5/9/16

Meatless Monday: Vegan Beet Pesto With Broiled Asparagus


Last week I received gorgeous local asparagus in my produce delivery, and it's been sitting in my refrigerator waiting for inspiration to strike. That inspiration came in the form of beets. Yes, beets! 

I made a vegan beet pesto and decided to serve it on top of simply broiled asparagus. This colorful and nutritious dish is perfect for a Meatless Monday lunch or dinner and is completely vegan! 

Vegan Beet Pesto With Broiled Asparagus

Ingredients
1 roasted beet, peeled, quartered
1 garlic clove
1 cup packed arugula
1/2 cup toasted hazelnuts
2 tablespoons lemon juice
3 tablespoons olive oil
salt to taste

asparagus
olive oil
salt & pepper

arugula
chopped toasted hazelnuts
lemon wedges

Directions
1. For the beet pesto, place beet quarters, garlic clove, arugula and hazelnuts into a food processor. Pulse. Drizzle in lemon juice and olive oil while running the food processor. Puree until you get the consistency you desire. Season with salt.

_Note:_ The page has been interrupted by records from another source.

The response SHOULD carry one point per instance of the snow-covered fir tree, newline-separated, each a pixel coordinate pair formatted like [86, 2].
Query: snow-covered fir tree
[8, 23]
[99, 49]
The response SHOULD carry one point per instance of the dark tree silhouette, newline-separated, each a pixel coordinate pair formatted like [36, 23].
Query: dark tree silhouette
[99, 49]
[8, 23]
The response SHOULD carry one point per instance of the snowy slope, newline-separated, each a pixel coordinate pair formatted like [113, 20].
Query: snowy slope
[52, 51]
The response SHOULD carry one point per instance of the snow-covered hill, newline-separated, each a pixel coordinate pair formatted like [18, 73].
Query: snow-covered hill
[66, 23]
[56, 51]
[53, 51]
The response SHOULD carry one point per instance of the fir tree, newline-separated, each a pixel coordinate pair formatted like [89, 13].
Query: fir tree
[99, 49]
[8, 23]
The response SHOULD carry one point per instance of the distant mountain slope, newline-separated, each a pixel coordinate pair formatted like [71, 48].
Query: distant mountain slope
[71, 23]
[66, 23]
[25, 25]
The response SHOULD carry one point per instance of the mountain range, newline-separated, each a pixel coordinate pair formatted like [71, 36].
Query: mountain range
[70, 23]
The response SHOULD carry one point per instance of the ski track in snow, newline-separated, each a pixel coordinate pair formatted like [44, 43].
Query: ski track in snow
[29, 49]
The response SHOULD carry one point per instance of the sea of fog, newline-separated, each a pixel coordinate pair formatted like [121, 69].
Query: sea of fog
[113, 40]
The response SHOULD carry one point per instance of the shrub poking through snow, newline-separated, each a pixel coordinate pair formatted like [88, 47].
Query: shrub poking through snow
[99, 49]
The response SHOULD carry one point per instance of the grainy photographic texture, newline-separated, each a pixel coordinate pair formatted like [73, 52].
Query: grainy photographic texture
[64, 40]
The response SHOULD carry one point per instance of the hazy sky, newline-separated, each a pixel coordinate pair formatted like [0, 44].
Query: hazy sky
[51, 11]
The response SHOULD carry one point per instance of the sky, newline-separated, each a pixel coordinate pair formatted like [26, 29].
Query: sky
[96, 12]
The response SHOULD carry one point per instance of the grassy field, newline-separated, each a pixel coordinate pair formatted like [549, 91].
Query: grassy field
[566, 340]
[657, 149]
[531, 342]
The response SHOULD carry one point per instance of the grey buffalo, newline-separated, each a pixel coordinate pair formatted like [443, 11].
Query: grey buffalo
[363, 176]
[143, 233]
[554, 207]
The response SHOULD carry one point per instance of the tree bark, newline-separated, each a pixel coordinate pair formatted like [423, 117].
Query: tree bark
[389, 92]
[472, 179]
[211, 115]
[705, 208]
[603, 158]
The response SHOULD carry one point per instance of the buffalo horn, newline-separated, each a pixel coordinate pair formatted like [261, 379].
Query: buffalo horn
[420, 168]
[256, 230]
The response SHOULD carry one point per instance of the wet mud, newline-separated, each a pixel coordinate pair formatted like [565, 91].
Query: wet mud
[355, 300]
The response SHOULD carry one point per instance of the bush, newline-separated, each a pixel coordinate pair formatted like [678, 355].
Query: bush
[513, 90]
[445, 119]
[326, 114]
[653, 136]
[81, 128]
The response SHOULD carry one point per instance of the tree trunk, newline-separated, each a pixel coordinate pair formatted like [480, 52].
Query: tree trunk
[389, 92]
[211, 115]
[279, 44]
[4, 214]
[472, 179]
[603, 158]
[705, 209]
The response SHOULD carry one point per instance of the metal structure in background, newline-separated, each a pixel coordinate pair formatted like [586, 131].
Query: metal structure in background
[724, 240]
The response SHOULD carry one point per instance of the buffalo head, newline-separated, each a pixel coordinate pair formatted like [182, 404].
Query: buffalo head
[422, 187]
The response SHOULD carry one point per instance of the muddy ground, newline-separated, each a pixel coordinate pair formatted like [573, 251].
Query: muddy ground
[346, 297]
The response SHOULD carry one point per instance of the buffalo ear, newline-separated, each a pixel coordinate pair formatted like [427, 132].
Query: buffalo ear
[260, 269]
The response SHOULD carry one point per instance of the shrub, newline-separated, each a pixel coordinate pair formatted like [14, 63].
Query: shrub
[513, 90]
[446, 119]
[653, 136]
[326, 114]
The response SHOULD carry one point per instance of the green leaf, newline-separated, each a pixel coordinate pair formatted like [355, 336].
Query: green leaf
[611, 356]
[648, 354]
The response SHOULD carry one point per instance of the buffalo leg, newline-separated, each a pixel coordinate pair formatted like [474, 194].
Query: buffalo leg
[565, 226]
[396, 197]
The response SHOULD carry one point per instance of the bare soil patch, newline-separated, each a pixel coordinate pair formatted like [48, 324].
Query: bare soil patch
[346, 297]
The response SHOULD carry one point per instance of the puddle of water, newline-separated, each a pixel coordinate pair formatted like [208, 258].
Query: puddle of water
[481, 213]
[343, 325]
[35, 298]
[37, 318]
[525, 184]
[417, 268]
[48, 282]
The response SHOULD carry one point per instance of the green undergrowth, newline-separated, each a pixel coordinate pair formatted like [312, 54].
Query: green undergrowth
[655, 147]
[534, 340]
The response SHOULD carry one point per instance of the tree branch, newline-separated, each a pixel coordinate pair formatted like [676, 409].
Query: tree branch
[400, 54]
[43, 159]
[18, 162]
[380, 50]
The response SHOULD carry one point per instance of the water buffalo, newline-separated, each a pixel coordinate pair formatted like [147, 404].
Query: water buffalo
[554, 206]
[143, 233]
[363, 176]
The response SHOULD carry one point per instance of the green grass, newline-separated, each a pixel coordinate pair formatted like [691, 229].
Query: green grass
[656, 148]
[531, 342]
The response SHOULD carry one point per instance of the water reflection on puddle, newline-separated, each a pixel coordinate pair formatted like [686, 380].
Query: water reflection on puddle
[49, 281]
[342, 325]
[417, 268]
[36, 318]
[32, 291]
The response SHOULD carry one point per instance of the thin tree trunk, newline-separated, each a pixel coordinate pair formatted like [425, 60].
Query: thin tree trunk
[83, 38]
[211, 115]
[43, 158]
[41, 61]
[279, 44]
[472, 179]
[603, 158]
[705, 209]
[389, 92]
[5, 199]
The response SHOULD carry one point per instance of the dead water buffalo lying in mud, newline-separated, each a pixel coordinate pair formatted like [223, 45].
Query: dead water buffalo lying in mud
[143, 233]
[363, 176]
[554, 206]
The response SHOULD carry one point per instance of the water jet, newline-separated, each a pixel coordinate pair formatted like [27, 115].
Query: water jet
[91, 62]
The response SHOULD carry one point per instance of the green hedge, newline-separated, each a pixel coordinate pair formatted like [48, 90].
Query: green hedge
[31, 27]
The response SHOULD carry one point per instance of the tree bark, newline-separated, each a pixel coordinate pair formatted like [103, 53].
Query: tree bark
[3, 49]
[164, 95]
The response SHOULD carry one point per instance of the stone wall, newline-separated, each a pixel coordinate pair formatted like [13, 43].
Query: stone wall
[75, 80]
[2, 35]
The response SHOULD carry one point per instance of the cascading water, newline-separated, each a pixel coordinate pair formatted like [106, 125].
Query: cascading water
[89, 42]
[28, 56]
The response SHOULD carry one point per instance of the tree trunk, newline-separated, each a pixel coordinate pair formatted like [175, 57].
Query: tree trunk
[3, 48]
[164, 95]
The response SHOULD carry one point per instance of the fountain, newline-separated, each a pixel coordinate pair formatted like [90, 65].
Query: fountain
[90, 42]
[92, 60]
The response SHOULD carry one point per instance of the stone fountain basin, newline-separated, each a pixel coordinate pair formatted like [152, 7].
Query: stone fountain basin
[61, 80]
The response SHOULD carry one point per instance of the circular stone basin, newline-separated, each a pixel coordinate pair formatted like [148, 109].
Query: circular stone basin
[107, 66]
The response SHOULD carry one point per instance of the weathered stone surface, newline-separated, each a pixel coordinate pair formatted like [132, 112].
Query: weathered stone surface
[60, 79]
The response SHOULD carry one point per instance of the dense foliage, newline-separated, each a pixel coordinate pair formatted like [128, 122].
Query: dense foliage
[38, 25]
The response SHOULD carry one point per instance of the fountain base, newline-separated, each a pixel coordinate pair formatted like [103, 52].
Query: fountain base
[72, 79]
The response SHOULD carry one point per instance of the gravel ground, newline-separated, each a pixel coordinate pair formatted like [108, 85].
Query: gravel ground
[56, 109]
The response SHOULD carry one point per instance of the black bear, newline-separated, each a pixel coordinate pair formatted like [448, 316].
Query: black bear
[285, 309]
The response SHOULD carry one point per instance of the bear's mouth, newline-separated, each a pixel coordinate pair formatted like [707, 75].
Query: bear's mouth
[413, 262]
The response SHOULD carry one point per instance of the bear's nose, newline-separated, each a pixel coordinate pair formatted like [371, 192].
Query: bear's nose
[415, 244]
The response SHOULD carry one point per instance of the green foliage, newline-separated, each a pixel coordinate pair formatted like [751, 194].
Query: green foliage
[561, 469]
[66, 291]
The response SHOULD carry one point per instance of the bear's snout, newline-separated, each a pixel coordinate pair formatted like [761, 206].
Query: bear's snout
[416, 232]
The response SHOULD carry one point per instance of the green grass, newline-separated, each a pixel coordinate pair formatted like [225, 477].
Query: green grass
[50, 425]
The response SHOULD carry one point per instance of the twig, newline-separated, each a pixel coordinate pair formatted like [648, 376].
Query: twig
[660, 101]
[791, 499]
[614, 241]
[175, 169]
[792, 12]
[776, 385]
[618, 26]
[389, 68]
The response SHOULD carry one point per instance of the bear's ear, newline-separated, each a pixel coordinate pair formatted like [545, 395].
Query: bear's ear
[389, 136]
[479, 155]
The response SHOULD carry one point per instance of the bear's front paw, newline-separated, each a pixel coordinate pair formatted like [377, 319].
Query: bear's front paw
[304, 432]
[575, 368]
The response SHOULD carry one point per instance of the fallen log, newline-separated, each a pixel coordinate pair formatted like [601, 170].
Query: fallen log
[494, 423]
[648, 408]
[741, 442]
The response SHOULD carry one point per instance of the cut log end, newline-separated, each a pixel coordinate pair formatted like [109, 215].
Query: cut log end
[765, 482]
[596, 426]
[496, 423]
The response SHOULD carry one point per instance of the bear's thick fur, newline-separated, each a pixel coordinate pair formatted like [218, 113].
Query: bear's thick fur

2. For asparagus, preheat your broiler. Drizzle asparagus with olive oil and season with salt and pepper. Broil in a single layer for 5-10 minutes, depending on how thick your asparagus is, making sure to check on it often.

3. Serve asparagus on a bed of arugula topped with the beet pesto, chopped hazelnuts and a few lemon wedges.


I'm glad I took the above photograph with my phone because unfortunately all of my camera photos were awful.

This was such a bright (both in color and flavor) dish! I loved how crunchy asparagus got under the broiler: this may be my new favorite way of preparing this spring vegetable.

As a bonus, I have a fun idea for you. If you, like me, sometimes don't feel like using beet greens in your cooking but feel guilty tossing them, add them to a flower arrangement! In the photo below, I combined peonies with beet greens!